Perhaps the time for this has come and gone, but it occurred to me
that it should be relatively straightforward to make a form of
dynamically extended stacks that are appropriate to the kernel.
While we have a good handle on most of the worst stack offenders, we
can still run into trouble with pathological cases (say, symlink
recursion for XFS on a RAID built from loopback mounts over NFS
tunneled over IPSEC through GRE). So there's probably no
one-size-fits-all when it comes to stack size.

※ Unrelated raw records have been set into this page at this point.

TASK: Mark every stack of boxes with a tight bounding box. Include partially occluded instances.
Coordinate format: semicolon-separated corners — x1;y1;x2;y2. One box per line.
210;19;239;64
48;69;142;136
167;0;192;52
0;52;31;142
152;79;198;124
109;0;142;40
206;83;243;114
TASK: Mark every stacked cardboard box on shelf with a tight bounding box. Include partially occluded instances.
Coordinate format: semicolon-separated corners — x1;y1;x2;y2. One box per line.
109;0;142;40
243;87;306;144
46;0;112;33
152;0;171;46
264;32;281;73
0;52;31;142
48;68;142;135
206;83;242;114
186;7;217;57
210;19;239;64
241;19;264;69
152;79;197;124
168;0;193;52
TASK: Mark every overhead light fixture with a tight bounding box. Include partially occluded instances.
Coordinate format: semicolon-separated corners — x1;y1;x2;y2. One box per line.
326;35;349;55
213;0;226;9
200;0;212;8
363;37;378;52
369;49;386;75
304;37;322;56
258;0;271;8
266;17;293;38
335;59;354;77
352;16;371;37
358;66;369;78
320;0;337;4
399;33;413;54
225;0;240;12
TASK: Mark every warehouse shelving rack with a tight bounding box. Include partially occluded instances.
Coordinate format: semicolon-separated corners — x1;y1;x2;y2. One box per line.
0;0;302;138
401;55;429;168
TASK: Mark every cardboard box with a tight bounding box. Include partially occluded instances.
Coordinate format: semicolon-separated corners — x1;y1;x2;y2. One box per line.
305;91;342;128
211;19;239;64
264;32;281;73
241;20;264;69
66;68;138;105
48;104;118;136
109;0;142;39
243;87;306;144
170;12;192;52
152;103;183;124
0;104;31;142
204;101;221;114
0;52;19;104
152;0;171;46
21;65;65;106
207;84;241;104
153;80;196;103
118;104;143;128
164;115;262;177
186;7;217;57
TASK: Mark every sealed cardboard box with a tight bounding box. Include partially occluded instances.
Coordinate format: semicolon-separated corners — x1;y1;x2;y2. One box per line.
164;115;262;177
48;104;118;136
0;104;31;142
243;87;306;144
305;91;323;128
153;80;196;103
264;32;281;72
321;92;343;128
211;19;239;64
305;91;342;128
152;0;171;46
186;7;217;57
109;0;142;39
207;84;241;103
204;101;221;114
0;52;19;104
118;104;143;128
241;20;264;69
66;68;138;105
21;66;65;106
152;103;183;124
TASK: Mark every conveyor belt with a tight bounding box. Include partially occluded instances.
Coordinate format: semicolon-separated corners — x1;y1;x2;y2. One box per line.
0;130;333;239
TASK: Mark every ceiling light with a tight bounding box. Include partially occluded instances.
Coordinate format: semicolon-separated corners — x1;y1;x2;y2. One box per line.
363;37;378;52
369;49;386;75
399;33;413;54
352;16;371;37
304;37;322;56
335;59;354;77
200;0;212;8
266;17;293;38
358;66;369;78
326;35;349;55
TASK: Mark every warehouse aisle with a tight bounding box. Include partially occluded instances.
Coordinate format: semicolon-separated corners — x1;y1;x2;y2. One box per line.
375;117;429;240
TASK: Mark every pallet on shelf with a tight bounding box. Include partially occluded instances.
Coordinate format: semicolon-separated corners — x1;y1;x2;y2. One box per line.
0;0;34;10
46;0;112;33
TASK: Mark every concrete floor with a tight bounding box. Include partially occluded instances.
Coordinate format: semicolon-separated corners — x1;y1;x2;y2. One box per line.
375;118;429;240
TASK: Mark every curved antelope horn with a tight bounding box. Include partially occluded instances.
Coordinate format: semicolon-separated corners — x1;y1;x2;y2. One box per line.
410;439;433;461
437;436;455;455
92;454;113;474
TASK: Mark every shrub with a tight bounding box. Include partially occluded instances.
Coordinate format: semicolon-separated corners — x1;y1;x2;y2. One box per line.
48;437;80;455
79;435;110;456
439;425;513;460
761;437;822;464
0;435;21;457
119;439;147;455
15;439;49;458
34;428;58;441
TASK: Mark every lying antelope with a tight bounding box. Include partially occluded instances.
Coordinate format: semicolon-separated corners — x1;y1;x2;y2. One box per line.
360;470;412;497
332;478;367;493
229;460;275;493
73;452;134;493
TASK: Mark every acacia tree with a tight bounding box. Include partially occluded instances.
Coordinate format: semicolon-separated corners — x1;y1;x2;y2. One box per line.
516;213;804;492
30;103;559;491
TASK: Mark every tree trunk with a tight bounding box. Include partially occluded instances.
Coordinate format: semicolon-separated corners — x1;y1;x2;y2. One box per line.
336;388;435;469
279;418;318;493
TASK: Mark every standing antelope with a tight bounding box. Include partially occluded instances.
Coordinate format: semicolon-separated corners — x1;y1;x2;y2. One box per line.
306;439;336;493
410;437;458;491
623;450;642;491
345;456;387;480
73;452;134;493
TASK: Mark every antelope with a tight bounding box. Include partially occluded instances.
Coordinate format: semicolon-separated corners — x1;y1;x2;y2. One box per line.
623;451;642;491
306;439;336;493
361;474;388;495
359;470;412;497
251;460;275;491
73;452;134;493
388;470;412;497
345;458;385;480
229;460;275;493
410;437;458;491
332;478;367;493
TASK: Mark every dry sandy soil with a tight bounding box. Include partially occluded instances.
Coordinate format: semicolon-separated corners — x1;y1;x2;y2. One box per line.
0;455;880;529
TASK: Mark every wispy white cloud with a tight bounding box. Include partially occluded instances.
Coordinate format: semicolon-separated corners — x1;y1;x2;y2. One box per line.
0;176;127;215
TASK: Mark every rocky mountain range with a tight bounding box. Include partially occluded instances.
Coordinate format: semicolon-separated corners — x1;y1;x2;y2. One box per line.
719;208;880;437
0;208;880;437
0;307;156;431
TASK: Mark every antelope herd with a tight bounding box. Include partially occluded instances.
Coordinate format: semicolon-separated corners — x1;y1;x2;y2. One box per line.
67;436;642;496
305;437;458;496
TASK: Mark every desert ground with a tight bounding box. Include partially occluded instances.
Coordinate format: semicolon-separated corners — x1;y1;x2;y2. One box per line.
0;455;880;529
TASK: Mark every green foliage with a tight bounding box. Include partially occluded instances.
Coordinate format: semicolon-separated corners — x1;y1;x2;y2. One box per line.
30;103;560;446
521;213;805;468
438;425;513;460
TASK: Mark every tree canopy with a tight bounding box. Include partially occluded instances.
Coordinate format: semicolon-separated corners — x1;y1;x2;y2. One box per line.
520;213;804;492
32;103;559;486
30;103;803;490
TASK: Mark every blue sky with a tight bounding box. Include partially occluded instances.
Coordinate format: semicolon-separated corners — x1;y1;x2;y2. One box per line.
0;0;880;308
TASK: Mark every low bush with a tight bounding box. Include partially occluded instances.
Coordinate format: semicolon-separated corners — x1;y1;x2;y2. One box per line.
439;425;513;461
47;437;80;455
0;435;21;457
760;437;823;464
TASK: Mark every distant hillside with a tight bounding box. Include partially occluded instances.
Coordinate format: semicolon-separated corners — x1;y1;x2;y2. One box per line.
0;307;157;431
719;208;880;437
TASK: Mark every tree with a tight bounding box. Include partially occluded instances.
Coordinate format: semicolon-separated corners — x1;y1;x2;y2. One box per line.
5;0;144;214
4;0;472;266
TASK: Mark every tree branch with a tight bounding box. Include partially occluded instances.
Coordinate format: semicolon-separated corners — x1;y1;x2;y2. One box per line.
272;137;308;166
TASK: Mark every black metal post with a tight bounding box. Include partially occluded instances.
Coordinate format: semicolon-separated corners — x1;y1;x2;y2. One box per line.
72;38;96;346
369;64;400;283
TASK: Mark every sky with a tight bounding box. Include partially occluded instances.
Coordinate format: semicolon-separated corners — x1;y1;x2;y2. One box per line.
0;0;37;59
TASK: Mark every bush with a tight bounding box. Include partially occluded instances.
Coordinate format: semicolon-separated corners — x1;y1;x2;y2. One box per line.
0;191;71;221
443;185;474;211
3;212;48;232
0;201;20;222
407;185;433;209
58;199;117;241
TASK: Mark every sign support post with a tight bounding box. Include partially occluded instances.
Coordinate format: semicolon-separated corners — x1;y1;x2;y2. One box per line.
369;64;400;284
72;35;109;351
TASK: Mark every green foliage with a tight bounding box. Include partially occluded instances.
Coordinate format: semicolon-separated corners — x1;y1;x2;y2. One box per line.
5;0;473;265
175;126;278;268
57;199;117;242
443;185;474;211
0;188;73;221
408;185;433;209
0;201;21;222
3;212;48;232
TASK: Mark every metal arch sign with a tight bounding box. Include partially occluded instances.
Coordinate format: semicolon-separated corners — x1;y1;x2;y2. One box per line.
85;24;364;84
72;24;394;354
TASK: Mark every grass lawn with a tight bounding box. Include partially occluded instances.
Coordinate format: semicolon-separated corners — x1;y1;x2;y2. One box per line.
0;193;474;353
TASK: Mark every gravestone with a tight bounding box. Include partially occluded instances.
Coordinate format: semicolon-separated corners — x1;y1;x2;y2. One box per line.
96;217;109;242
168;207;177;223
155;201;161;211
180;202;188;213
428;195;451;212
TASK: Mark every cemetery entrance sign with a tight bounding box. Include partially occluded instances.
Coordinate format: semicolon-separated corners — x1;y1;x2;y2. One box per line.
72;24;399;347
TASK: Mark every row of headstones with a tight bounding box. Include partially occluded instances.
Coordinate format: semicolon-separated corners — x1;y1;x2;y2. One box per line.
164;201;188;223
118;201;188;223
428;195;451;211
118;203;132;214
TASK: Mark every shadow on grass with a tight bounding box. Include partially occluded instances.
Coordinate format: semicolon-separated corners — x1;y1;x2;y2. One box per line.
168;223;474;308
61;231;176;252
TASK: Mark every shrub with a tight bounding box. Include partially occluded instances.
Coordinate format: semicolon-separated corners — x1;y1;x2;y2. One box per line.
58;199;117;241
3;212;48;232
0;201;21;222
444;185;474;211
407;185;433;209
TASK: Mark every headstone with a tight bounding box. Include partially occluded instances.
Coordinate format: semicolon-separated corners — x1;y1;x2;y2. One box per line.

Rather than relying on guard pages and VM faults like userspace, we
can use a cooperative scheme where we "label" call paths that might be
extra deep (recursion through the block layer, network tunnels,
symlinks, etc.) with something like the following:
ret = grow_stack(function, arg, GFP_ATOMIC);
This is much like cond_resched() except for stack usage rather than
CPU usage. grow_stack() checks if we're in the danger zone for stack
usage (say 1k remaining), and if so, allocates a new stack and
swizzles the stack pointer over to it.
Then, whether we allocated a new stack page or not, we call
function(arg) to continue with our operation. When function() returns,
we deallocate the new stack (if we built one), switch back to the old
one, and propagate function's return value.
We only get into trouble with this scheme when we can't allocate a new
stack, which will only happen when we're completely out of memory[1]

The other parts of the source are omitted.